In tandem with the reinsurance transaction, Phoenix announced prospective plans to de-stack its insurance operating subsidiaries in an effort to create a more streamlined regulatory structure while improving capital fungibility among its insurance entities. This proposed plan is to be completed by July 31, 2015, and is subject to regulatory approval by Phoenix's domiciled regulators (PLIC: New York; PHLVIC: Connecticut). Upon review of the proposed streamlining, the New York Department of Financial Services and Phoenix both agreed that Phoenix will not use any future dividends paid from PLIC to its non-operating holding company to meet the capital needs of PHLVIC. This unique clause leaves Phoenix with approximately $83 million in cash and marketable securities as of first-quarter 2015 at its non-operating holding company, which we view as being ample to meet at least two years' of fixed charges and debt service.

This proposed structural change has altered our view of the organization's credit fundamentals, which can affect our financial strength ratings. Our opinion is primarily predicated on our forward-looking view of the group status of each of Phoenix's operating subsidiaries, along with our prospective view of capitalization, the availability of liquidity under unforeseeable circumstances, and the importance of each operating subsidiary to the organization's future strategy, to name a few. Therefore, we believe this structural change may exacerbate financial challenges surrounding the viability and organic capital generation capabilities of PHLVIC. At the same time, this change could erode the small base of cash and marketable securities at Phoenix's non-operating holding company, as future dividends from PLIC to the holding company can no longer be utilized for its PHLVIC subsidiary. These challenges coupled with an increase in life sales--while no longer providing financial support to PHLVIC--may affect PLIC's stand-alone credit profile.

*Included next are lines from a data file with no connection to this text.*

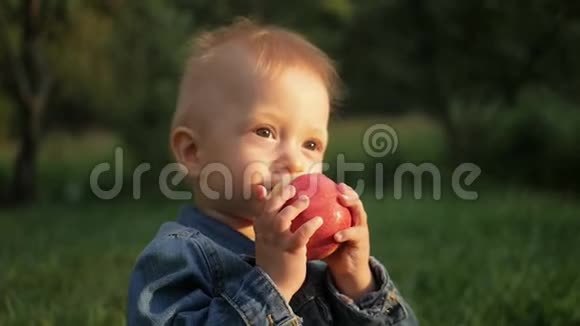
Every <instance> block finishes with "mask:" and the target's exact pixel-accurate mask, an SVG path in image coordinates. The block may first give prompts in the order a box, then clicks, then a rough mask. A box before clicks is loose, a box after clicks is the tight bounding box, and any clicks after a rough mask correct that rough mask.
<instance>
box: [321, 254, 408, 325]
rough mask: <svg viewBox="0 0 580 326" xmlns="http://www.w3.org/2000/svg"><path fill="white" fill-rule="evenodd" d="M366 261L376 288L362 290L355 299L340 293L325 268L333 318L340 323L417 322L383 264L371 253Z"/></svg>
mask: <svg viewBox="0 0 580 326" xmlns="http://www.w3.org/2000/svg"><path fill="white" fill-rule="evenodd" d="M369 264H370V267H371V271H372V273H373V276H374V278H375V282H376V284H377V288H378V290H376V291H374V292H370V293H367V294H365V295H364V296H363V297H361V298H360V299H358V300H357V301H353V300H352V299H351V298H349V297H347V296H345V295H343V294H342V293H340V291H339V290H338V289H337V288H336V286H335V285H334V282H333V280H332V277H331V275H330V271H327V273H326V284H327V288H328V290H329V292H330V295H329V297H330V299H329V301H330V302H329V304H330V306H331V309H332V311H333V315H334V319H335V320H336V321H337V322H338V323H340V324H341V325H357V326H363V325H369V326H370V325H396V326H415V325H419V322H418V321H417V318H416V317H415V314H414V312H413V310H412V309H411V307H410V306H409V304H408V303H407V302H406V301H405V300H404V299H403V297H402V296H401V295H400V293H399V291H398V290H397V288H396V287H395V284H394V283H393V281H392V280H391V279H390V277H389V274H388V273H387V271H386V269H385V267H384V266H383V265H382V264H381V263H380V262H379V261H378V260H377V259H375V258H374V257H371V259H370V261H369Z"/></svg>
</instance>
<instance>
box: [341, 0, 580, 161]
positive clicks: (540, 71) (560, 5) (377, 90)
mask: <svg viewBox="0 0 580 326" xmlns="http://www.w3.org/2000/svg"><path fill="white" fill-rule="evenodd" d="M579 13H580V12H579V10H578V4H577V2H573V1H551V0H534V1H515V2H513V1H512V2H505V1H504V2H501V1H492V0H480V1H463V2H458V1H453V0H437V1H426V0H411V1H407V0H393V1H368V2H364V3H360V5H358V6H357V7H356V11H355V15H354V18H353V20H352V23H351V24H350V25H349V28H348V30H347V34H346V35H345V39H344V47H343V50H342V51H343V55H342V57H343V60H344V66H343V71H344V73H345V79H346V80H347V82H348V84H349V86H350V88H351V90H352V92H351V95H352V96H351V98H350V101H349V105H351V106H354V107H356V108H358V109H359V110H363V111H367V112H385V111H386V112H403V111H407V110H409V109H410V108H419V109H422V110H424V111H425V112H427V113H428V114H430V115H431V116H433V117H434V118H436V119H437V120H438V121H439V122H441V124H442V126H444V127H445V130H446V132H447V135H448V137H447V138H448V141H449V143H450V145H451V148H452V150H453V151H454V153H455V154H459V155H461V152H462V151H464V150H465V147H467V146H470V142H471V141H472V140H473V139H474V137H477V136H480V135H479V133H481V132H483V131H482V130H474V128H475V129H477V128H479V127H483V126H477V125H474V124H467V123H466V120H465V119H470V116H471V115H472V114H473V113H474V112H473V111H471V110H463V109H459V110H455V108H458V107H460V108H461V107H466V106H470V107H478V108H479V109H480V111H481V112H479V113H477V117H481V118H482V119H481V120H480V121H481V122H482V123H485V122H486V121H489V119H487V120H486V118H485V116H486V115H489V114H493V113H494V112H495V110H496V109H497V108H498V107H500V108H509V107H512V106H514V105H515V101H516V99H517V97H518V95H519V94H520V92H521V90H522V89H524V88H525V87H526V86H528V85H530V84H533V83H541V84H544V85H547V86H548V87H551V88H552V89H554V90H555V91H557V92H559V93H560V94H561V95H562V96H572V97H575V98H576V101H578V97H577V95H576V94H577V92H576V91H572V88H573V87H572V85H575V86H578V85H579V84H580V78H578V77H580V74H579V72H580V65H579V64H578V63H577V60H571V58H575V57H578V56H579V55H580V46H578V44H580V42H578V40H580V39H579V38H578V37H579V36H580V35H579V33H578V26H579V24H580V15H579ZM572 40H576V41H572ZM564 80H565V81H567V82H565V83H563V82H562V81H564ZM457 102H459V103H461V104H460V105H454V103H457ZM484 111H486V112H484ZM464 113H465V114H464ZM466 114H467V115H470V116H466ZM472 135H473V136H472Z"/></svg>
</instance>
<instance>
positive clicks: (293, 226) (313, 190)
mask: <svg viewBox="0 0 580 326" xmlns="http://www.w3.org/2000/svg"><path fill="white" fill-rule="evenodd" d="M291 184H292V185H293V186H294V187H295V188H296V195H294V197H292V198H291V199H290V200H288V201H287V202H286V203H285V204H284V206H287V205H291V204H292V203H293V202H294V201H295V200H297V199H298V198H299V197H300V196H301V195H306V196H308V197H309V198H310V204H309V206H308V208H306V209H305V210H304V211H303V212H302V213H300V214H299V215H298V216H297V217H296V218H295V219H294V220H293V221H292V225H291V227H290V230H291V231H292V232H294V231H296V230H297V229H298V228H299V227H300V226H301V225H302V224H304V223H305V222H307V221H308V220H310V219H312V218H314V217H317V216H320V217H322V220H323V221H324V223H323V224H322V226H321V227H320V228H319V229H318V230H317V231H316V233H314V235H313V236H312V237H311V238H310V241H309V242H308V244H307V245H306V247H307V250H308V253H307V257H308V259H309V260H313V259H323V258H325V257H328V256H329V255H330V254H332V253H333V252H334V251H335V250H336V249H338V245H339V243H338V242H336V241H335V240H334V234H335V233H336V232H338V231H341V230H344V229H346V228H349V227H350V226H351V225H352V217H351V215H350V212H349V210H348V209H347V208H346V207H344V206H343V205H342V204H340V203H339V201H338V195H339V192H338V189H337V185H336V183H335V182H334V181H332V180H331V179H329V178H328V177H326V176H325V175H323V174H320V173H316V174H304V175H301V176H299V177H297V178H296V179H294V180H293V181H292V182H291Z"/></svg>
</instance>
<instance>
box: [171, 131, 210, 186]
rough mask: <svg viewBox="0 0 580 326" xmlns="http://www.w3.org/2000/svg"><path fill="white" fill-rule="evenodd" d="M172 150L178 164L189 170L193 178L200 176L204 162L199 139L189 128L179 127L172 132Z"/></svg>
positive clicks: (171, 149)
mask: <svg viewBox="0 0 580 326" xmlns="http://www.w3.org/2000/svg"><path fill="white" fill-rule="evenodd" d="M171 150H172V151H173V156H175V160H176V161H177V163H180V164H182V165H183V166H184V167H185V168H187V171H184V172H187V174H188V175H189V176H191V177H197V176H199V173H200V171H201V169H202V161H201V158H200V151H199V137H198V135H197V134H196V133H195V132H194V131H193V130H191V129H189V128H187V127H177V128H175V129H173V131H172V132H171Z"/></svg>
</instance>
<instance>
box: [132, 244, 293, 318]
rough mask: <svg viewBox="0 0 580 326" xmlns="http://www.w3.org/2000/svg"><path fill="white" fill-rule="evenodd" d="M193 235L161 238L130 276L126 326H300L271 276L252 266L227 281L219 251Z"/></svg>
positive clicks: (141, 255)
mask: <svg viewBox="0 0 580 326" xmlns="http://www.w3.org/2000/svg"><path fill="white" fill-rule="evenodd" d="M203 247H204V246H203V239H199V238H196V237H195V235H191V234H183V233H182V234H172V235H168V236H166V237H163V238H160V239H158V240H156V241H154V242H152V244H151V245H150V246H149V247H147V248H146V249H145V251H144V252H143V254H142V255H141V256H140V257H139V259H138V261H137V263H136V266H135V269H134V271H133V274H132V277H131V284H130V288H129V302H128V325H129V326H133V325H297V324H300V322H301V319H300V318H299V317H298V316H296V315H295V314H294V313H293V312H292V309H291V308H290V306H289V305H288V304H287V303H286V301H285V300H284V299H283V297H282V296H281V294H280V293H279V292H278V290H277V289H276V287H275V286H274V283H273V282H272V280H271V279H270V278H269V276H268V275H267V274H266V273H264V272H263V271H262V270H261V269H260V268H258V267H253V268H249V269H248V270H246V271H245V272H244V273H241V274H239V275H237V276H236V278H235V279H231V278H230V279H227V280H224V279H222V278H221V277H220V273H221V272H220V270H219V268H215V266H217V264H219V261H218V260H219V259H218V258H217V255H216V254H215V252H211V251H207V250H206V248H203Z"/></svg>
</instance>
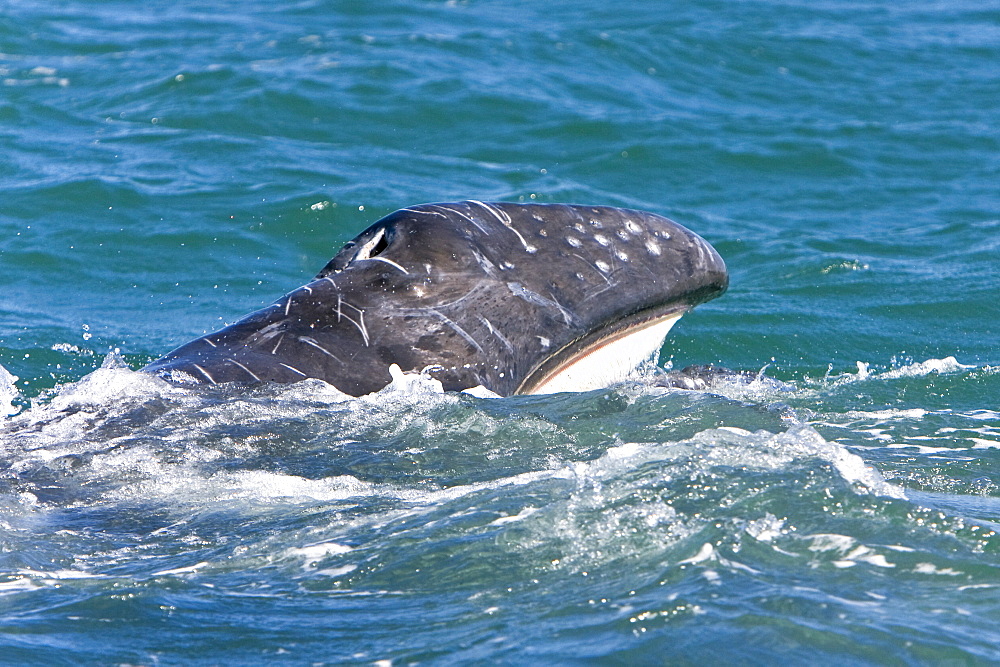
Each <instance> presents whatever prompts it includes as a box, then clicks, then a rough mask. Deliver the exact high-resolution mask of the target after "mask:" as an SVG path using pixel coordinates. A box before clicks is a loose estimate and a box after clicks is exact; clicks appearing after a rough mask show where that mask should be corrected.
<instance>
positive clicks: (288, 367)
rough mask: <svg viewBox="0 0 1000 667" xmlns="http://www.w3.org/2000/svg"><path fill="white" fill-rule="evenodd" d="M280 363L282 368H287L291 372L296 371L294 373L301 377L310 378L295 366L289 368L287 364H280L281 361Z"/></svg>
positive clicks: (289, 366) (279, 361)
mask: <svg viewBox="0 0 1000 667" xmlns="http://www.w3.org/2000/svg"><path fill="white" fill-rule="evenodd" d="M278 363H280V364H281V365H282V366H284V367H285V368H287V369H288V370H290V371H294V372H296V373H298V374H299V375H301V376H302V377H309V376H308V375H306V374H305V373H303V372H302V371H300V370H299V369H298V368H296V367H295V366H289V365H288V364H286V363H282V362H280V361H279V362H278Z"/></svg>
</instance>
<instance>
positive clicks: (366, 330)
mask: <svg viewBox="0 0 1000 667" xmlns="http://www.w3.org/2000/svg"><path fill="white" fill-rule="evenodd" d="M344 306H347V307H348V308H353V309H354V310H355V312H357V314H358V319H354V318H353V317H351V316H350V315H348V314H347V313H345V312H344V308H343V307H344ZM341 319H345V320H347V321H348V322H350V323H351V324H353V325H354V326H356V327H357V328H358V331H360V332H361V338H362V339H363V340H364V341H365V347H370V345H371V342H370V340H369V338H368V327H366V326H365V311H364V309H363V308H358V307H357V306H352V305H351V304H349V303H347V302H346V301H344V300H343V299H342V298H341V296H340V295H339V294H338V295H337V321H338V322H339V321H340V320H341ZM331 356H332V355H331Z"/></svg>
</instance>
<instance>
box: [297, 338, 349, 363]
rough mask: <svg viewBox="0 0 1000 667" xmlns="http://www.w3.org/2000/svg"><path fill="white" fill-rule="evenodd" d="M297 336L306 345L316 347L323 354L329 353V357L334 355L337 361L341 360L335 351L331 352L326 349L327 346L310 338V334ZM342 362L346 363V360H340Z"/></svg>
mask: <svg viewBox="0 0 1000 667" xmlns="http://www.w3.org/2000/svg"><path fill="white" fill-rule="evenodd" d="M297 338H298V339H299V340H300V341H302V342H303V343H305V344H306V345H310V346H312V347H315V348H316V349H317V350H319V351H320V352H322V353H323V354H325V355H327V356H328V357H333V358H334V359H336V360H337V361H340V357H338V356H337V355H335V354H334V353H333V352H331V351H330V350H328V349H326V348H325V347H323V346H322V345H320V344H319V343H318V342H316V339H315V338H310V337H309V336H298V337H297ZM340 363H344V362H342V361H340Z"/></svg>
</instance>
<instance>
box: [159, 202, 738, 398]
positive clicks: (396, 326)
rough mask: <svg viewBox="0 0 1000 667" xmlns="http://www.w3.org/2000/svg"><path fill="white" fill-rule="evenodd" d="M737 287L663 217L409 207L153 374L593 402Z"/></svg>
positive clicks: (181, 381)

We expect that after this transaction and restructuring capitalization will improve slightly at Phoenix's operating subsidiaries, with PLIC maintaining an RBC ratio between 300% and 350% and PHLVIC between 175% and 200%. We also expect the organization to restructure its operating subsidiaries while operationalizing these complex transactions successfully.

The CreditWatch Negative placement of Phoenix Cos. and PHLVIC reflects that we could downgrade the organization if we do not have clarity surrounding potential cash flow testing reserve strengthening and/or capital infusions from the non-operating holding company. This could affect capitalization or the holding company's future fixed-charge paying ability. Concerns also remain surrounding PHLVIC's self-sustainability without dividend capabilities from PLIC, and the potential for one-time event risk that can damage PHLVIC or the Phoenix Cos. non-operating holding company.

The CreditWatch Developing implication placement of PLIC primarily reflects our belief that there could be positive, neutral, or negative rating implications for this subsidiary. This placement also reflects the organization's prospective improvement in capitalization as a result of reduced risk charges and lack of future support to PHLVIC by way of capital infusions.

In line with our assumptions, we will need to evaluate further the impact of these changes on the organization. We expect to resolve the CreditWatch within the next few months as we gain additional clarity on Phoenix's management plans.